Lifting stay-at-home order too soon would cause more deaths, Northern California officials say
SAN FRANCISCO — Santa Clara County’s executive officer cautioned Tuesday against moving quickly to lift the shelter-in-place order.
The death toll in California is still going up at significant numbers, Dr. Jeffrey Smith told the Santa Clara County Board of Supervisors. A Times analysis showed that 495 coronavirus deaths were reported statewide in the seven-day period that ended Sunday. While the weekly death toll represented a 9% decrease compared to the previous week, it also represented nearly one-quarter of the state’s death toll up to that point.
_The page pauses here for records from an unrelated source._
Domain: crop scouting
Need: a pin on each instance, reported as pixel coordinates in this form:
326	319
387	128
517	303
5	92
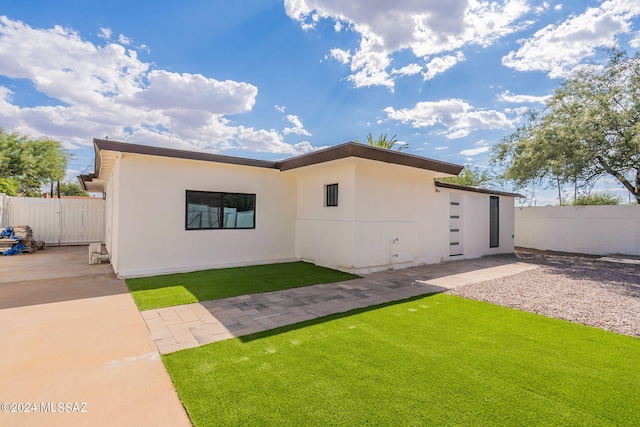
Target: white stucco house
351	207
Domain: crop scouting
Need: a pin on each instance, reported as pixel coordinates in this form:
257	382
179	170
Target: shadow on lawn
320	320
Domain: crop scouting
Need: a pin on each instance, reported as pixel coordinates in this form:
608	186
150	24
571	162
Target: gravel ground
577	288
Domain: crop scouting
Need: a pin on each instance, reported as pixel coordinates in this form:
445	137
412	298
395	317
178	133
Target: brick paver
192	325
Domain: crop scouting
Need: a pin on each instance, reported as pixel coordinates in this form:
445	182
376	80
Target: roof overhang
476	189
107	152
364	151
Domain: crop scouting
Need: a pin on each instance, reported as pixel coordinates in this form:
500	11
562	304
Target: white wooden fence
596	230
56	221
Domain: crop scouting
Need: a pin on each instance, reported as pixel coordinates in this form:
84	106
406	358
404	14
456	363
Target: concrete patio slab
192	325
72	335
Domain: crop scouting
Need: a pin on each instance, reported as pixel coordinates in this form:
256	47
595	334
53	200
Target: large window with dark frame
207	210
331	195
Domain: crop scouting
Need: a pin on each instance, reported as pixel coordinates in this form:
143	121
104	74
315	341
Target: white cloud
106	90
441	64
166	90
124	40
426	28
558	49
340	55
297	128
481	148
507	96
459	117
409	70
105	33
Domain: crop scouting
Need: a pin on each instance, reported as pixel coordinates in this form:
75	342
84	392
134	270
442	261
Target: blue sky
270	79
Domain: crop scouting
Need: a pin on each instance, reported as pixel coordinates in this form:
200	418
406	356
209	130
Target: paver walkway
192	325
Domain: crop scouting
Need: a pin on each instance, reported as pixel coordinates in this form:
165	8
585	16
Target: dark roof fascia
364	151
125	147
475	189
83	179
349	149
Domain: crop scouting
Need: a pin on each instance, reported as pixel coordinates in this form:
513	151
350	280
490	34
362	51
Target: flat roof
341	151
476	189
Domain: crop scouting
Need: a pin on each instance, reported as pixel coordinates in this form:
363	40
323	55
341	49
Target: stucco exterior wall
595	230
475	216
388	216
325	234
150	234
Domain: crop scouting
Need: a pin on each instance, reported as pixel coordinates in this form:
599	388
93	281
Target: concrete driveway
75	349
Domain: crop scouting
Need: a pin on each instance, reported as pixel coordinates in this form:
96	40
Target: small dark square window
331	195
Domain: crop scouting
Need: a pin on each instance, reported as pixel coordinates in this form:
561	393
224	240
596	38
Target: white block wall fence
594	230
56	221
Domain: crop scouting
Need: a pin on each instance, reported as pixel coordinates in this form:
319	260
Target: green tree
384	142
8	187
590	128
72	189
31	163
472	177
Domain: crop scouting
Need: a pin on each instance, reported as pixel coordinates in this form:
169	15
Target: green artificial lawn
436	360
186	288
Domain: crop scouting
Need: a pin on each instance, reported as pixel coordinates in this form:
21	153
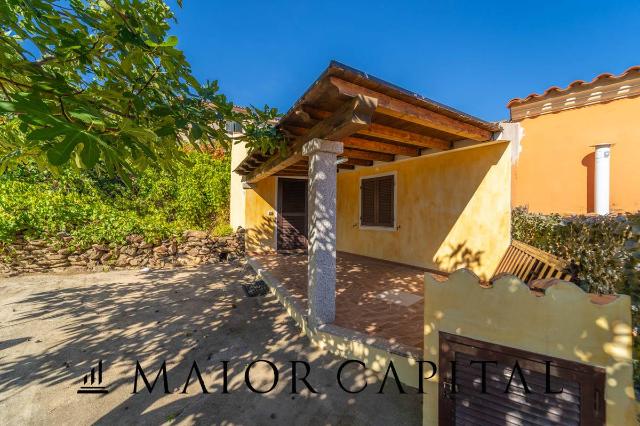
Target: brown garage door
292	214
580	403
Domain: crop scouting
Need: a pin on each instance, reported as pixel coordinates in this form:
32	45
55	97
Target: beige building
579	147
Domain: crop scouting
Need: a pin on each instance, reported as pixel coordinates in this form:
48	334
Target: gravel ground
55	328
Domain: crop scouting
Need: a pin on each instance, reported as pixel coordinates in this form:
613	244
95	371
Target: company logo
301	372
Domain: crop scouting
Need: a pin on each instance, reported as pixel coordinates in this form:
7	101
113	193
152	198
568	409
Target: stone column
322	229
“You can still see that it’s still gone up pretty significantly in recent times,” Smith said. “There’s a lot of talk in California about relaxing shelter-in-place [orders]. I just want to point out that we’re still, in California, going up dramatically. So there’s no clinical evidence that shelter-in-place [orders] should be relaxed at this point.”
Echoing statements by other medical experts, Smith said loosening the stay-at-home orders would result in more infections and deaths.
With many states now significantly relaxing stay-at-home orders, Smith noted the University of Washington’s Institute for Health Metrics and Evaluation was now forecasting a national death toll of more than 134,000 by early August, close to double the current total of 70,000. The institute now forecasts a California death toll of 4,700 by early August, also roughly double California’s current number of more than 2,300.
Dr. George Rutherford, a UC San Francisco infectious disease expert, said on KGO-TV that the institute’s estimates so far had been spot-on.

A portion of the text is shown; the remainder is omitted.